Sabtu, 19 September 2026
iNarasikita — Mengubah Scroll Menjadi Senyuman

Lima Langkah Tepat Parkir di Ruang Terbatas

Mengemudi di area sempit membutuhkan ketelitian dan teknik khusus, dengan dukungan fitur modern sebagai penunjang utama.

Oleh iNarasikitaRedaksi iNarasikita·Sabtu, 19 September 2026, 15.48 WITA·👁 0 orang membaca· 0 hari ini · 5x dibuka
Lima Langkah Tepat Parkir di Ruang Terbatas📷 ANTARA

Kendari, ıNarasikita - Menghadapi ruang parkir yang sempit sering kali menjadi tantangan bagi pengemudi, terutama pemula. Meski terlihat sederhana, proses memarkir mobil di area terbatas memerlukan strategi tepat agar aman dan tidak merusak kendaraan. Kunci utamanya adalah kesabaran, pengamatan menyeluruh, serta pemanfaatan fitur pendukung yang tersedia di mobil modern.

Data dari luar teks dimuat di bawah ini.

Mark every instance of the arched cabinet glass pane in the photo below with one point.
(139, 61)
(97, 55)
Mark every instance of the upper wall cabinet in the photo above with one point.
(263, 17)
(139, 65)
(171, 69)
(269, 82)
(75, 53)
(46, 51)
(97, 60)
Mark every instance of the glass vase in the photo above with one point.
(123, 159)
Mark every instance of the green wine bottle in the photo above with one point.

Langkah pertama adalah menilai kecukupan ruang parkir dan menentukan posisi awal yang tepat. Pengemudi harus memastikan tidak terlalu dekat atau terlalu jauh dari kendaraan di samping, agar proses mundur dapat dilakukan dengan sudut masuk yang ideal. Sebelum mulai bergerak, periksa kondisi di sekitar melalui spion dan penglihatan langsung untuk memastikan tidak ada hambatan.

Saat bergerak mundur, lakukan dengan perlahan dan putar kemudi secara bertahap. Hindari gerakan mendadak yang bisa menyebabkan kendaraan keluar dari jalur. Gunakan marka jalan, tepi trotoar, atau kendaraan lain sebagai acuan visual. Selain itu, tetap waspada terhadap posisi bagian depan mobil karena perubahan arah kemudi juga memengaruhi sudut depan.

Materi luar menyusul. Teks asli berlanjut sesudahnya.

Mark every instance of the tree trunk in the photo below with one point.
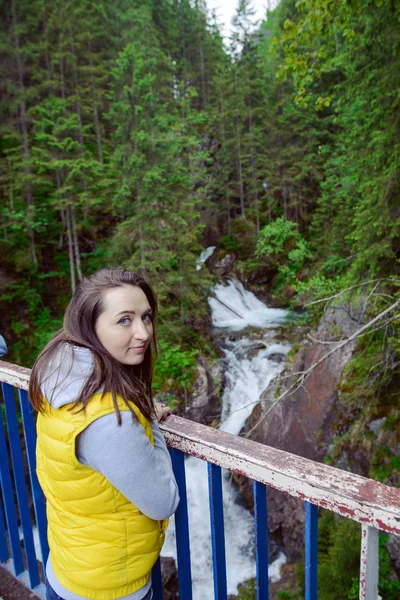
(228, 206)
(239, 157)
(26, 149)
(76, 244)
(70, 249)
(95, 110)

Fitur pendukung seperti sensor parkir belakang dan kamera 360 derajat sangat membantu. Sensor memberikan peringatan suara saat jarak dengan objek berkurang, sementara kamera 360 derajat memberikan tampilan menyeluruh dari semua sisi, termasuk area buta yang sulit dilihat dari spion. Namun, pengemudi tetap harus mengombinasikan informasi dari fitur tersebut dengan pengamatan langsung.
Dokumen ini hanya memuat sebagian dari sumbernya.